Concussion FAQ Sheet

Concussion FAQ Sheet

Parents

A concussion is a brain injury that:

Is caused by a blow to the head or body from contact with another player, hitting a hard surface such as the ground, ice or floor or being hit by a piece of equipment such as a bat, lacrosse stick, or field hockey ball
Can change the way your brain normally works
Can range from mild to severe Presents itself differently for each athlete
Can occur during practice or competition in ANY sport
Can happen even if you do not lose consciousness

Coaches

Any athlete even suspected of suffering a concussion must be removed from the game or practice immediately. No athlete may return to activity after an apparent head injury or concussion, regardless of how mild it seems or how quickly symptoms clear, without written medical clearance. Return to play cannot be sooner than 7 days after evaluation by a physician who has made the diagnosis of concussion. The “CIF Bylaw 313” now requires the consistent and uniform implementation of long and well-established return to play concussion guidelines that help ensure and protect the health of student-athletes. A coach’s job is to ensure everyone follows these guidelines.

Student Athletes

Basic steps you can take to protect yourself from a concussion:
Do not initiate contact with your head or helmet. You can still get a concussion wearing a helmet.
Avoid striking an opponent in the head. Undercutting, flying elbows, stepping on a head, checking an unprotected opponent, and sticks to the head all cause concussions.
Follow your athletics department’s rules for safety and the rules of the sport. Practice good sportsmanship at all times. Practice and perfect the skills of the sport.

CIF Bylaw 313


A student athlete who is suspected of sustaining a concussion or head injury in a practice or game shall be removed from competition at that time for the remainder of the day.

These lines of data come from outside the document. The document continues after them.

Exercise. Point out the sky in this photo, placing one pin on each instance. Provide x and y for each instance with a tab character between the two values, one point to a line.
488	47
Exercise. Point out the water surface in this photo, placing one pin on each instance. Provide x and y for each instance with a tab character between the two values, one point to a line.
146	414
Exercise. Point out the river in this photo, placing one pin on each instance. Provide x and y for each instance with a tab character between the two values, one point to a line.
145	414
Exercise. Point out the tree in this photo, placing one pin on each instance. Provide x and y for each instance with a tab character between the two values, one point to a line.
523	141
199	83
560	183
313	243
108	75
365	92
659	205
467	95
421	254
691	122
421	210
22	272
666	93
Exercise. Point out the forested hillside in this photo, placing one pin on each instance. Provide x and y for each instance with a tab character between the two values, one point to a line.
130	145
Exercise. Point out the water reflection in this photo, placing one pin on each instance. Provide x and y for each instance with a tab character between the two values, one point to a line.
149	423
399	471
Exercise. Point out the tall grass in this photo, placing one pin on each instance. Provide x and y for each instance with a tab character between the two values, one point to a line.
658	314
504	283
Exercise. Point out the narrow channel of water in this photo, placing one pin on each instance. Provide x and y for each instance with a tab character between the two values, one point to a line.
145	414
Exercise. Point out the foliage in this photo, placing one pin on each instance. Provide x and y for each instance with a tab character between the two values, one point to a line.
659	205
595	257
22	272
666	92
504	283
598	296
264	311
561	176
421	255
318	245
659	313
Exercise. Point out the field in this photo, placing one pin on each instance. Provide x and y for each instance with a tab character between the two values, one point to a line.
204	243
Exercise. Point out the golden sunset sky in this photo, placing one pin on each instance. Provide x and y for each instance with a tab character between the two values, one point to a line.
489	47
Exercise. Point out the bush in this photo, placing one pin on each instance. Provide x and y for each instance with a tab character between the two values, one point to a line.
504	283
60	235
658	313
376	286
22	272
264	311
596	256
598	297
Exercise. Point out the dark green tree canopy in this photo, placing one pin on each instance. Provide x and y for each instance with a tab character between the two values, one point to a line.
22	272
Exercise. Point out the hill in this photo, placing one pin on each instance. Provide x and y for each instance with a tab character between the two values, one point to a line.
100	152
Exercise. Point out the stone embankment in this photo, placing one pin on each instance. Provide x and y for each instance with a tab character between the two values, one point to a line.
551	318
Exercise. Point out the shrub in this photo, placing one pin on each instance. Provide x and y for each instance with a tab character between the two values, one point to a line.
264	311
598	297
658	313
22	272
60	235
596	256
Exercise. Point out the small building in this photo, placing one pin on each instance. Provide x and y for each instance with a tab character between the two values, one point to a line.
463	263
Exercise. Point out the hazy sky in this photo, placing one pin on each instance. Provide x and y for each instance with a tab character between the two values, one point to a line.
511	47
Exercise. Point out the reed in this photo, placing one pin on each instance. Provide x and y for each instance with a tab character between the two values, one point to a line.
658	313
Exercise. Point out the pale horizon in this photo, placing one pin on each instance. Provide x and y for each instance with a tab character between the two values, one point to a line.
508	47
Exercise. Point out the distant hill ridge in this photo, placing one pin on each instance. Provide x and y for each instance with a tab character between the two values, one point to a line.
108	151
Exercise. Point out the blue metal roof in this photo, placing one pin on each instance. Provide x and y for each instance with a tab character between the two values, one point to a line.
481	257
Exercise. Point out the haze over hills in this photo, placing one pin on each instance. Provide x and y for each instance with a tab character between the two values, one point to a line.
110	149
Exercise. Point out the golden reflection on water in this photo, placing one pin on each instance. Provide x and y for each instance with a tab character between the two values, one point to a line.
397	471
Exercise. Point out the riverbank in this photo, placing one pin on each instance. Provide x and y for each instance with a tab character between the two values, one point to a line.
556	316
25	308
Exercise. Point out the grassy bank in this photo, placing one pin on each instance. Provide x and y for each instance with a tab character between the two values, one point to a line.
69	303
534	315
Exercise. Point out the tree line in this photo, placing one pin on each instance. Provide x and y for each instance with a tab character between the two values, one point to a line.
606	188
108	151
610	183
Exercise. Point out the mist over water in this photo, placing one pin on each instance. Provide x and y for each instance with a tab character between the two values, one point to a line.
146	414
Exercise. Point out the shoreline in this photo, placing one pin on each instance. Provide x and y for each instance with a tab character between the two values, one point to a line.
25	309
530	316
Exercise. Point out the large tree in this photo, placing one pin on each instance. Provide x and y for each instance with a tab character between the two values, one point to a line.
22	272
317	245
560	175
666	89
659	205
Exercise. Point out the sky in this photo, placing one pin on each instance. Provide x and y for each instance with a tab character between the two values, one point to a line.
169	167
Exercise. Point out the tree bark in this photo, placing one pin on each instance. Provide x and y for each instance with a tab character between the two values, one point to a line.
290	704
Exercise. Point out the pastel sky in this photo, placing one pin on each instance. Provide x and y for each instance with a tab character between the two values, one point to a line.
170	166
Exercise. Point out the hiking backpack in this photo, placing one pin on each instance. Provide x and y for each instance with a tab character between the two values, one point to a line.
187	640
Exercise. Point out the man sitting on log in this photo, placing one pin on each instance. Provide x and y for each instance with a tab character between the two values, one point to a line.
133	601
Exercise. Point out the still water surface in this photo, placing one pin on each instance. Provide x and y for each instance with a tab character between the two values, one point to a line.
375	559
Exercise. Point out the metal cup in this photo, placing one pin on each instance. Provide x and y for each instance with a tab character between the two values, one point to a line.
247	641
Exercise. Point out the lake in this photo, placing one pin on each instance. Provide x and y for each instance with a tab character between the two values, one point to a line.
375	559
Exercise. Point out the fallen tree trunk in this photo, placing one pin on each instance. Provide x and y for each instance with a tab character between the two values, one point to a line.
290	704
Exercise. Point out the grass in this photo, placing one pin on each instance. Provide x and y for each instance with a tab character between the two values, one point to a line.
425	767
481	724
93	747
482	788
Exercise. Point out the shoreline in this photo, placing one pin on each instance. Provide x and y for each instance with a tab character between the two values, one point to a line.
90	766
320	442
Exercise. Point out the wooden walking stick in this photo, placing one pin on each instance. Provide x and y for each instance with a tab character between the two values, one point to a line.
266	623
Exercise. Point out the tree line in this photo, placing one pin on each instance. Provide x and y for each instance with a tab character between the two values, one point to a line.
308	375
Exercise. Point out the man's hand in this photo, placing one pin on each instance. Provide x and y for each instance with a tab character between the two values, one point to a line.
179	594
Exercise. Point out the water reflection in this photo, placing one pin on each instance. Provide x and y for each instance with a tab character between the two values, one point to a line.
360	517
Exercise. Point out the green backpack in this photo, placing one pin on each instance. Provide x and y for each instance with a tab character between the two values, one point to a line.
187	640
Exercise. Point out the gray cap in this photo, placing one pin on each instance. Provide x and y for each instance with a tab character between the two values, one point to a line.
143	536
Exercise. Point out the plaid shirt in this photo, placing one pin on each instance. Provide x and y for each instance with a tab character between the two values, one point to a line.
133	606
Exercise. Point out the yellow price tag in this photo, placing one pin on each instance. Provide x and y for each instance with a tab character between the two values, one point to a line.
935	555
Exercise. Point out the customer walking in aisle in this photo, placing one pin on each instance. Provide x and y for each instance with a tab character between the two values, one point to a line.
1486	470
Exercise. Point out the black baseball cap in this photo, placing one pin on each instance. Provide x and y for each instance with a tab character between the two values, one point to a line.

The “CIF Bylaw 313” now requires the consistent and uniform implementation of long and well-established return to play concussion guidelines that help ensure and protect the health of student-athletes. A coach’s job is to ensure everyone follows these guidelines.

A student-athlete who has been removed from play may not return to play until the athlete is evaluated by a licensed health care provider trained in the evaluation and management of concussion and receives written clearance to return to play from that health care provider. Return to play cannot be sooner than 7 days after evaluation by a physician who has made the diagnosis of concussion.